The voice filled the room and pressed against her as if it needed the space she filled as well. The nightgown twisted around her legs, Danika nearly fell out of the bed but managed to get a foot free at the last moment. An Air-mage could have sent such a message, shoved it in under the door as she’d slipped her messages out under the door last night, but Danika would have recognized the use of the craft. The voice had not come from an Air-mage. Trolls and giants were creatures of myth. Therefore, in order to achieve that volume, the voice had come from a machine. She searched for a speaker and found a small circular grill set almost invisibly into the tiles of the ceiling. Without the net she could have followed the air currents back, if not to the speaker at least to the machine. As she understood it, machines were delicate. She wouldn’t have to be.

A thought occurred and she searched again, finding no lenses.

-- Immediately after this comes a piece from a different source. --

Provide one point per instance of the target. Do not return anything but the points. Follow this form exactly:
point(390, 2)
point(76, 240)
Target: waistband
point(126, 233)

They might be listening, but they weren’t watching.

“Use the commode!”

Not quite so loud this time and identifiable as a woman’s voice. Older. Embarrassed by her failure to use the machine properly the first time. Angry at those who’d made her feel embarrassed. She was trying to hide both, but words were air given form and Danika had been…was the most powerful Air-mage in Aydori. It could have been the woman from the wet room.

Why would their captors believe they needed to tell five expectant women to use the commode?

Danika had barely finished when the sound of the bolts slamming back announced the opening of the door.

Perhaps it had been a time warning rather than a command.

She didn’t recognize the two guards who stepped into the room. They weren’t the two who’d taken her to the cell, but they might have been the two who’d taken her from it. The uniform, the hair cut short, the cap pulled low on the forehead, all worked to obscure individuality.

They reminded Danika of a line in The Governing of Reason by Gregor Mertait, a politician from Talatia in the Southern Alliance. Safe within the obscurity of the mob, many deeds are performed that would not be countenanced by the individual. If Leopald had read the book, she could only assume he thought no one else had because Mertait went on to say: The mob cannot be reasoned with and will sweep all before it, but divide the mob back into individuals and it loses its power.

The guard on the left had a mole under his right ear. The other man had a black thumbnail, the edges still red and swollen enough the accident had likely just happened.

They both held pistols pointed at her and black batons thrust through loops on their belts. Clearly, Leopald was taking no chances on two grown men being unable to physically overpower one pregnant woman. More evidence that Leopald didn’t trust the net. Nor did he know exactly what he’d taken. If the net failed this moment, this very instant, they’d have no time to pull the trigger before they were slammed against the far wall of the corridor hard enough to splatter their brains over the stone!

Danika took a deep breath and let it out slowly, knowing they’d see the trembling of her hands as fear rather than reaction to the sudden violence of her thoughts. She’d killed once. She didn’t want to do it again.